More than half (54%) of U.S. counties have limited or no access to maternity care and about 35% of those counties are considered maternity care deserts, according to March of Dimes. That leaves more than two million women of reproductive age living in areas with no hospital offering obstetric care, no obstetric provider and no birth center.
In collaborating with Philips, Nuvo will leverage its INVU solution, an FDA-approved remote fetal monitoring platform that facilitates remote non-stress tests and maternal and fetal heart rate monitoring.
The companies will pilot the joint program in rural Colorado as part of an integrated solution for providers. Philips will provide support for the program’s delivery, according to the company.
“Digital solutions and ecosystem-building are critical enablers to addressing disparities in healthcare such as access to maternal healthcare in rural settings,” said Sandra Lesenfants, general manager of hospital patient monitoring at Philips, in a statement. “With this collaboration, we are extending the sight and reach of pregnancy care and bringing more remote monitoring options to the communities and expectant mothers where and when they need them most.”
Nuvo’s remote monitoring solution also has the potential to reduce provider burden by shifting care to the home, the company said, by allowing providers to prescribe the INVU sensor band to expectant mothers to wear during virtual visits.

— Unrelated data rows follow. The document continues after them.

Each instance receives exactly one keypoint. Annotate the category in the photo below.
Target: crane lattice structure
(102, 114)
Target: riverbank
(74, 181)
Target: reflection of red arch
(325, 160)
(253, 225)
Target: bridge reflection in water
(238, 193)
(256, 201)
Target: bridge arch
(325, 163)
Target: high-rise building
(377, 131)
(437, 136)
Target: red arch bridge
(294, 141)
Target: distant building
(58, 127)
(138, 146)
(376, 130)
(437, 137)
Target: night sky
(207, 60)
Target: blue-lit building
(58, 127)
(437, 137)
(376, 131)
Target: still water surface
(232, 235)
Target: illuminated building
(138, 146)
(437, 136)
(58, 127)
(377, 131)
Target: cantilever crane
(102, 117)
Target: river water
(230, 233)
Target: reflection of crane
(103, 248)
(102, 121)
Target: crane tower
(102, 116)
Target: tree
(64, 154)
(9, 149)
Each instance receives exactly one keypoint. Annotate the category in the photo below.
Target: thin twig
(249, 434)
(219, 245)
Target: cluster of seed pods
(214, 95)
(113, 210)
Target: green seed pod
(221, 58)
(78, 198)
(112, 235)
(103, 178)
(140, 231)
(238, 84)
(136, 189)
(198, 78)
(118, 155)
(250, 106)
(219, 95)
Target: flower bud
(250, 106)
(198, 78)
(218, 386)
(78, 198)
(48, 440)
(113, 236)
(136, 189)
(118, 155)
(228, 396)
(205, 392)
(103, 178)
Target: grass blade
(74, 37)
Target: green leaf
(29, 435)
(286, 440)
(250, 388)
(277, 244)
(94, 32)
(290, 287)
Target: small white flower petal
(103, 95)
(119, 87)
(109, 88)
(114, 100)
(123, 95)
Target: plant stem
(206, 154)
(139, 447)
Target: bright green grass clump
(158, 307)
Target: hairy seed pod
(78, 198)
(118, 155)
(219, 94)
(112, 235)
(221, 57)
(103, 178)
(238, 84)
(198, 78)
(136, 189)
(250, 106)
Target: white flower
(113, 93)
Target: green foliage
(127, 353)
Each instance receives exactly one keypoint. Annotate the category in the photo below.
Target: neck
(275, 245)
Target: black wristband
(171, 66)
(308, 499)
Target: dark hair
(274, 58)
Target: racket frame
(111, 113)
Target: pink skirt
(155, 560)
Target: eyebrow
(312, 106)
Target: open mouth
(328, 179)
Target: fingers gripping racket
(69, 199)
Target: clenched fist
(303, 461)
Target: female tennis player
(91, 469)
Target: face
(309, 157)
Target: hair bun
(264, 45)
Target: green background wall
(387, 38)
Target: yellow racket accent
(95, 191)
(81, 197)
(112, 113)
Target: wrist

The band transmits live non-stress test readings comparable to in-office fetal surveillance to the provider while allowing the mother to view her data and insights in the paired app.
“Collaborating with Philips is an important step in our efforts to bring more comprehensive pregnancy care solutions to patients, providers and payers,” said Kelly Londy, Nuvo CEO, in a statement. “Philips has long been a leader in providing high-quality care in the obstetrics space, and we feel that this deep history, coupled with INVU’s unique ability to meet moms where they are, will be game-changing for the industry.”
Maternal mortality rates in the U.S., some of the highest in the developed world, are particularly elevated among Black and Native American women.
The White House released a fact sheet in December urging the healthcare industry to work to improve health outcomes for mothers and infants.
In November, more than 200 hospitals signed on to join the Department of Health and Human Services’ new maternal and infant health initiative to address these disparities by capturing data to improve care practices.
Philips previously invested in Babyscripts, a virtual care platform that uses tech and remote monitoring to deliver prenatal and postpartum care and enhance risk detection.
The health tech company participated in the startup’s $12 million series B round in September.